Low Graphics Site

 






|
|
|
|
July 16, 2002
|
Tuesday
|
Jamadi-ul-Awwal 5, 1423
|
US mulls less dependence on Gulf oil
By Syed Rashid Husain
RIYADH, July 15: The United States is actively pursuing a new energy security policy, so as to considerably lower its dependence on the oil rich states of the Gulf and diversify significantly its energy sources.
In order to overcome the psychological issue of energy security the US is hoping to double its oil imports from Nigeria — from the current 900,000 barrels a day to around 1.8 million barrels per day in the next five years, says Dr. Paul Michael Wihbey, a fellow of the American Institute of Advanced Strategic and Political Studies. Dr. Wihbey, a member of the African Oil Policy Initiative Group (AOPIG), said this while presenting his paper last week in Lagos, Nigeria, emphasizing the US needs to diversify its oil and energy sources.
The policy shift, contained in a white paper submitted to the US government by the group, was based on the growing fear of insecurity that the continued supply of crude from the Gulf posed to the US market. The white paper strongly suggested developing Nigeria as a major source of crude to the US market in the coming years.
Nigeria is currently the fifth largest exporter of crude to the US with Saudi Arabia, Canada, Mexico and Venezuela at the top of the list. Saudi exports are currently believed to be in the range of 1.4 to 1.8 million barrels a day.
“Nigeria is the energy super power of Africa. The private sector, small and major operators, administration and officials have come to realize that Nigeria and the Gulf of Guinea are of strategic importance to the United States. Statistics from the US Department of Energy showed African oil exports to the US will rise to 50 per cent of total oil supply by 2015,” Dr. Wihbey added.
President Obsanjo of Nigeria is scheduled to visit the US later in October this year while the US President George W. Bush would be in Nigeria in the first quarter next year. The state of oil industry in Nigeria and the possibility of increased crude supplies to the US, would be high on agenda during the two visits, analysts here in Dhahran, the virtual global energy capital strongly believe.
Dr. Rilwanu Lukman, adviser to the Nigerian president on petroleum and energy affairs, said last week that Nigeria looked out to benefit from the US capital and technology in the quest to raise the country’s oil reserves.
While emphasis on developing African reserves is growing in the United States, to meet its long-term energy security objectives, the US is also working closely with Russia to meet its short-term objectives in the energy sector.

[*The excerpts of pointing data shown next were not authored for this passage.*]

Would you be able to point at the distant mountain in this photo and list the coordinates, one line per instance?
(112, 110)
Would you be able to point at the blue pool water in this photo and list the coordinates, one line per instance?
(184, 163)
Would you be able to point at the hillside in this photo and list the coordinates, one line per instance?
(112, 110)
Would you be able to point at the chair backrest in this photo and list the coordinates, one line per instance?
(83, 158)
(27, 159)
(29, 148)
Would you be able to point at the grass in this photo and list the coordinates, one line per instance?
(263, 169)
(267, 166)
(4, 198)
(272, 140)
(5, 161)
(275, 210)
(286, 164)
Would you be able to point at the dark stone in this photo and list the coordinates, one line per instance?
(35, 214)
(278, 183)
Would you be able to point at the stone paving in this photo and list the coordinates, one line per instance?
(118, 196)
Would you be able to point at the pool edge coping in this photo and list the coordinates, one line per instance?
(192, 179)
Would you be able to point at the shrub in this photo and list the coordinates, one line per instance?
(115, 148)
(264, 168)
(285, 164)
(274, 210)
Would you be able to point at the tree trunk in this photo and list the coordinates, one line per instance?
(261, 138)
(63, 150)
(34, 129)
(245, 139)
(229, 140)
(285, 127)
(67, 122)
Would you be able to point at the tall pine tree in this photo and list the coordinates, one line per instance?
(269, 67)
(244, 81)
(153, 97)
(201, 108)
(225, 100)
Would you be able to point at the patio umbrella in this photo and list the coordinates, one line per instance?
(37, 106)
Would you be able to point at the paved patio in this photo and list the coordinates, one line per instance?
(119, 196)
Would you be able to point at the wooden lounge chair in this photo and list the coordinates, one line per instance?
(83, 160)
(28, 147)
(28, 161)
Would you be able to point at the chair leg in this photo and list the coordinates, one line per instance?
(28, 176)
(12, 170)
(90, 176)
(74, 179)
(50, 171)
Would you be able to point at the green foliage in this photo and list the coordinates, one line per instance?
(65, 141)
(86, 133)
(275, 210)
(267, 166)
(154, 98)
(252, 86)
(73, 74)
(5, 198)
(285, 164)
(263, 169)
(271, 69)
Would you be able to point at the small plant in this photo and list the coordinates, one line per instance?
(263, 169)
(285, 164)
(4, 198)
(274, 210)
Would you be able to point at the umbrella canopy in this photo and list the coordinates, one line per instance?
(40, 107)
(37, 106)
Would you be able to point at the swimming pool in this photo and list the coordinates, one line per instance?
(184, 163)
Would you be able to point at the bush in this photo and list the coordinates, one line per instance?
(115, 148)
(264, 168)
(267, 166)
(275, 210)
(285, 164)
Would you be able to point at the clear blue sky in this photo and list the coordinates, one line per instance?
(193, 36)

Outside the Opec, Russia is now the world’s second largest exporter, producing roughly close to 7.2 million barrels a day. Saudi production, in the aftermath of the Opec production restraints, agreed in order to support a fair return to crude producers, is reported to be around 7.4 million barrels a day. However, the fact stays that Saudi Arabia has more than 3 million barrels a day spare crude capacity in mothballs.
Analyst here point out to the fact that the Russian crude reserves are only about 5 per cent of the world’s oil and one-tenth of the reserves of the Middle East. As compared to the Saudi Arabian reserves of 262 billion barrels, the Russian reserves are only in the vicinity of 50 billion barrels. Thus in the long-term, the US cannot depend upon Russia as the major energy supplier to the US, and the energy analysts in the US administration realize this fact very well.
Julian Lee of the London based Centre of Global Energy Studies says that the increase in Russian production from close to 6 million barrels in the late 1990s to the current levels is not sustainable. He says it was achieved by jacking up output at existing wells rather than by investing in the exploitation of new fields. To maintain these output gains, he says, the industry needs billions of dollars of investment.
High oil prices have helped the Russian oil and energy industry in the short-term. Because of hefty transport costs, Russian oil is relatively expensive to bring to the market. At the current crude price levels, the Russian industry is attractive enough for the foreigners.
However, the more they produce, the greater would be the downward pressure on oil prices, making the industry less attractive to foreigners.
Analysts are clearly noting a tendency within the US oil and energy circles to promote Russia in the short run as a counterweight and balance to the Opec. This seems to be working to some extent, at least for now, energy analysts here believe. However, Russia with its current reserves levels cannot compete with the Opec producers for long.
For long-term, there is, therefore, urgency within the US administration to look towards Africa, the Caspian belt and other possible alternatives, to ensure diversified, regular and secured crude supplies in meeting the growing energy demands of the country. It should, therefore, come as no surprise that Nigeria is emerging as the next stopover for Mr. Bush and his entourage — mainly drawn from the oil and energy corporate world of the United States.